TASK [Gathering Facts] *******************************************************
ok: [localhost]

TASK [Ensure the myapp Namespace exists.] ************************************
changed: [localhost]

PLAY RECAP *******************************************************************
Localhost: ok=2 changed=1 unreachable=0 failed=0 skipped=0 rescued=0  ignored=0

Running the command ansible-runner playbook will indicate to Ansible Runner that we want it to execute a playbook that's similar to running the command ansible-playbook itself. However, Ansible Runner has additional advantages over a traditional ansible-playbook command, one of which is to let us take advantage of the Execution Environment image and its dependencies, which ultimately allows the playbook to run. For this specific example, note that we also inherited the kubeconfig set per the redhat.openshift.k8s module; this kubeconfig is automatically detected and mounted into the Execution Environment container runtime (just as many other cloud provider modules and SSH credentials are) without any additional input needed from the user.

Distributing

Execution Environment build contexts (as well as the containers built from them) can be easily shared via public or private registries.  This new workflow process allows users to automate tasks that were once more manual (e.g. container images can be scanned and rebuilt automatically when vulnerabilities are discovered inside).  The build context, generated when we ran the ansible-builder command, can be committed to source control and utilized later without the need for Ansible Builder, either locally or on another system.

Push to GitHub

After an Execution Environment image has been built using Ansible Builder, all of the build context files can be pushed to GitHub (or any other version control system) for distribution.  See below for an example of a repository that hosts everything necessary for re-building a specific image:

Ansible Builder Blog one

Red Hat Quay is a container image registry that provides storage and enables the building, distribution, and deployment of containers.
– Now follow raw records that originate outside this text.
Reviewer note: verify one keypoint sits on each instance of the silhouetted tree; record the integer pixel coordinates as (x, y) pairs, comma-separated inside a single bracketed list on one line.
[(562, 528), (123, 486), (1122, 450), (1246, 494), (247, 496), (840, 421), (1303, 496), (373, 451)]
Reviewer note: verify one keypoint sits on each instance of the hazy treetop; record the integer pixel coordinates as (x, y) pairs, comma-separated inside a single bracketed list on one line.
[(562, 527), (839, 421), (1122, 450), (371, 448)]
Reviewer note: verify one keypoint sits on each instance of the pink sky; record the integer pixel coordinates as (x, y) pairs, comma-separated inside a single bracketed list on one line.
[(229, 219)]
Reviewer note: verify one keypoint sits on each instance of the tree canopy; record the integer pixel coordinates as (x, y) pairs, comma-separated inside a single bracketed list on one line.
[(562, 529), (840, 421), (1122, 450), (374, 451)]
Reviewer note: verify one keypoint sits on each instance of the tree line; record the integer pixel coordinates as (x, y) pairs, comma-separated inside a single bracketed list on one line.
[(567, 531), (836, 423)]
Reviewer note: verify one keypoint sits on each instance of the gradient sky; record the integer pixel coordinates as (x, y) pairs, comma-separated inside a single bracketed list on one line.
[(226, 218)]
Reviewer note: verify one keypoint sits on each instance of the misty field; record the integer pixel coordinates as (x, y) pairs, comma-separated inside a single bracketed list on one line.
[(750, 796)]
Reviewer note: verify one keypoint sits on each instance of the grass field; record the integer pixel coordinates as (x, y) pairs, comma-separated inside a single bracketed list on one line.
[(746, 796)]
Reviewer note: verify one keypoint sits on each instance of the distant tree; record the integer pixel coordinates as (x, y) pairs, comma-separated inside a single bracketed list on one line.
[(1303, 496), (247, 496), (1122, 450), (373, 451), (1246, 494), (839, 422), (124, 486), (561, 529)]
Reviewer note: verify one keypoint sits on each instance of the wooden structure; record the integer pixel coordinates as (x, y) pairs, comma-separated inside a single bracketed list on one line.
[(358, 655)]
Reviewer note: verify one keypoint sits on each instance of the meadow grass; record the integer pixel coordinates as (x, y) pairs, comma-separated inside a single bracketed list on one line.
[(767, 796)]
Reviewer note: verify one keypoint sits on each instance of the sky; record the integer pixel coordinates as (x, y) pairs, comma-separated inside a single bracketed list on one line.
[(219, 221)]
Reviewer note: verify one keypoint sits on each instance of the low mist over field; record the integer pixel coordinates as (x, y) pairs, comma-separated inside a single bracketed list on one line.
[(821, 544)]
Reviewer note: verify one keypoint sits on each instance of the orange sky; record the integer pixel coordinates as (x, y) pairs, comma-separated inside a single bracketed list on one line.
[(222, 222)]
Set up an account in quay.io and select "Create New Repository". A series of choices will be displayed, starting with what's shown below:

Ansible Builder blog two

From here, you can select your specific GitHub repository (or wherever you are hosting your image files), then navigate through other settings such as configuring the build triggers, as well as the specific Containerfile/Dockerfile and context, amongst other things:

Ansible builder blog three

There are other ways you can also share your Execution Environment images; the above is just a single example of a streamlined and easy-to-integrate method.

Conclusion

We hope you enjoyed learning about Execution Environments and how to build them using the new Ansible Builder CLI tool!  In a future version of Red Hat Ansible Automation Platform, Execution Environments will be able to be used to run jobs in Ansible Automation Platform, so keep an eye out for details regarding the next release. For further reading, please refer to the Ansible Builder documentation, Ansible Runner documentation, and be sure to take a look at the Ansible Builder repo on GitHub.